Sketch: suppose we take it as a given that == and < for all FP types
have to have IEEE level 1 semantics in all contexts? Then the only
problematic value is NaN. We can say it lies outside the domain of FP
Equatable/Comparable conformance. Then we can ask how we want important
generic components (sort, min, Dictionary, etc.) to behave in the
presence of NaN and consider what they need to do in order to provide
that behavior. These components can document their behavior w.r.t. NaN,
and if/when it emerges that there's a coherent generalization of this
NaN handling, we can standardize it in a protocol or protocol
requirements. Until then it can remain an implementation detail of the
standard library.

I realize this doesn't force anyone to think about NaN, but that might
be a feature rather than a bug. Note also that this direction doesn't
presume we need a ternary comparison.

I don't have time to go into this in any more detail right now (need to
focus on String work), but I wanted to sketch it here in case anyone is
inspired to carry this direction forward and see where it leads. That
could be a huge contribution.

Cheers,

(Sometimes I think there should be a separate Real type that ordinary
users work with, leaving all the fun of FP to hard-core numericists).

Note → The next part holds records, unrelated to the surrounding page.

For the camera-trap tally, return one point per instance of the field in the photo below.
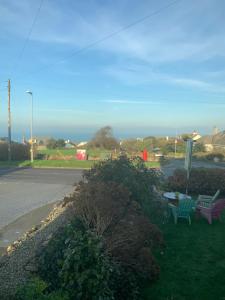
(192, 264)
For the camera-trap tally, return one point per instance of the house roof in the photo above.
(216, 139)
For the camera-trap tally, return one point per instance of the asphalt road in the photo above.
(23, 190)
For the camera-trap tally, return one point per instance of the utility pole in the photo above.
(9, 121)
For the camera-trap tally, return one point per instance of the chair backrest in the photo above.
(218, 205)
(215, 196)
(185, 206)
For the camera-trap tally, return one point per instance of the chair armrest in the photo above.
(204, 204)
(204, 197)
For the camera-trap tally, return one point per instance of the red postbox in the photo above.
(145, 155)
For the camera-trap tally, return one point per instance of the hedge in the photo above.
(18, 151)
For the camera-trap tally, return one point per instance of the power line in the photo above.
(29, 34)
(108, 36)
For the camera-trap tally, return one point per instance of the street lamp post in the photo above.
(31, 128)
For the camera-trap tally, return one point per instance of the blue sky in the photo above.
(161, 75)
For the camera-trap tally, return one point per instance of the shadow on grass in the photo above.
(193, 262)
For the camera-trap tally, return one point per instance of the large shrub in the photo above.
(74, 261)
(37, 289)
(132, 174)
(18, 151)
(202, 181)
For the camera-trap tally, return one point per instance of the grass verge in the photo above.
(193, 263)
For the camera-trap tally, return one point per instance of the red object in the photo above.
(212, 212)
(145, 155)
(81, 155)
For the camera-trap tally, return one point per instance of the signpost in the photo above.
(188, 160)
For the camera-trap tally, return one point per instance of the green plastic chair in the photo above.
(183, 210)
(207, 201)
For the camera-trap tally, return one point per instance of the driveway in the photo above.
(173, 164)
(23, 190)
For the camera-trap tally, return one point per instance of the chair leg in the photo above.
(189, 220)
(175, 219)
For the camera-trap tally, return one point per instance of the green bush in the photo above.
(75, 262)
(131, 173)
(18, 151)
(202, 181)
(108, 209)
(212, 156)
(36, 289)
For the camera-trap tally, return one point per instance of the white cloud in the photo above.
(177, 34)
(119, 101)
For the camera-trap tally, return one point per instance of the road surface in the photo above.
(22, 190)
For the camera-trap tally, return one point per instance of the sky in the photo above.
(142, 67)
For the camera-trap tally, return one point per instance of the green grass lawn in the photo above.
(60, 152)
(192, 264)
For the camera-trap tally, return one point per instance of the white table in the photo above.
(172, 196)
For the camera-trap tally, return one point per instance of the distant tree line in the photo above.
(54, 144)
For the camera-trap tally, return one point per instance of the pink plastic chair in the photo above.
(211, 212)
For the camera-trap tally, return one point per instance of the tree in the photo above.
(104, 139)
(60, 143)
(199, 147)
(51, 144)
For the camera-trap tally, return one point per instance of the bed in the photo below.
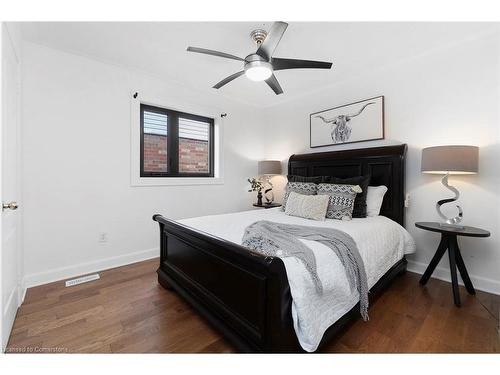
(248, 296)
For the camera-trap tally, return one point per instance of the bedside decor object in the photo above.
(450, 160)
(355, 122)
(256, 185)
(267, 169)
(449, 241)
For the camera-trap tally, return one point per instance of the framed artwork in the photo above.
(355, 122)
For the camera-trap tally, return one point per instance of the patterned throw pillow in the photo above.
(307, 206)
(306, 188)
(341, 201)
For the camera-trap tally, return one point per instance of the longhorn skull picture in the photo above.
(358, 121)
(341, 131)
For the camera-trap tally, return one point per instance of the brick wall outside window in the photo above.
(193, 154)
(155, 153)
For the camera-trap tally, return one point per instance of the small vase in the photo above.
(259, 198)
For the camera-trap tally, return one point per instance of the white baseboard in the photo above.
(441, 273)
(63, 273)
(9, 315)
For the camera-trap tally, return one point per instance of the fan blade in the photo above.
(214, 53)
(228, 79)
(274, 84)
(282, 64)
(272, 40)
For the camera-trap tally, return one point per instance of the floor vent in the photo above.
(83, 279)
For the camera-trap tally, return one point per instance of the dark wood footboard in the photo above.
(245, 295)
(242, 293)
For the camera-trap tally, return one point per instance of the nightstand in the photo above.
(449, 242)
(264, 205)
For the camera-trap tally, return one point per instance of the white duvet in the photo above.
(381, 243)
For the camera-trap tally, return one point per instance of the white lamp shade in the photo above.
(450, 159)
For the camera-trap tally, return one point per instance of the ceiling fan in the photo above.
(260, 66)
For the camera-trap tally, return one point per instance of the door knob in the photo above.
(9, 206)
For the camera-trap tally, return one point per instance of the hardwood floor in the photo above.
(126, 311)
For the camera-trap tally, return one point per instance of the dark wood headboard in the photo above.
(386, 165)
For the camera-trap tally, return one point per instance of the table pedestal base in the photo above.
(449, 242)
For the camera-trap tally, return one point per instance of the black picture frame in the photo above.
(347, 105)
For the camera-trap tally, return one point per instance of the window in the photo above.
(176, 144)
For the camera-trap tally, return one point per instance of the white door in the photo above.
(9, 218)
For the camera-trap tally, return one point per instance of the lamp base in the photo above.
(450, 222)
(452, 226)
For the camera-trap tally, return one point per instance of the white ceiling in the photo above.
(160, 48)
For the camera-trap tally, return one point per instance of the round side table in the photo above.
(449, 242)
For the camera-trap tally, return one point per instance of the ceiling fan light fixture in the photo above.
(258, 70)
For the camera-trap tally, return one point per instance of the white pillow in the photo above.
(374, 199)
(307, 206)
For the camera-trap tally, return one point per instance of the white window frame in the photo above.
(135, 143)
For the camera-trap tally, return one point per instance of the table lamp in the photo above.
(450, 160)
(267, 169)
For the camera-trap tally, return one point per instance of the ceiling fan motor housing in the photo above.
(258, 36)
(257, 68)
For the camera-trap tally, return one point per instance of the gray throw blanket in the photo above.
(283, 240)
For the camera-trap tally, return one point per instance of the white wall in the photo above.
(76, 138)
(446, 96)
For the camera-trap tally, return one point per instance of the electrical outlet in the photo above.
(103, 237)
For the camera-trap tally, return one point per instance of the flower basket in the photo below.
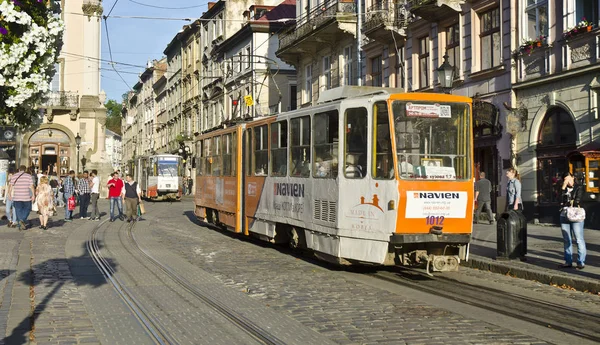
(582, 27)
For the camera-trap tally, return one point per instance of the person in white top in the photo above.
(95, 195)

Might be a good idea not only because of NaN:
One of the first lessons in numerical analysis is that equality is brittle for floats, thus you check the magnitude of their delta instead.

For advanced users this is only tedious, but newbies in the field of software development often have to learn the hard way.
The whole problem could be avoided easily, but sadly, there is no obvious choice for the tolerance of the check — unless Swift adds support for generic value parameters, which could be used to define something like
typealias Velocity = FloatingPoint<precision: 0.01>
Such a type would break some mathematical rules, but hey, if a == sqrt(a) * sqrt(a) can be false, why not use a type that violates a == b => !(a < b) && !(a > b), but in exchange offers some nice convenience?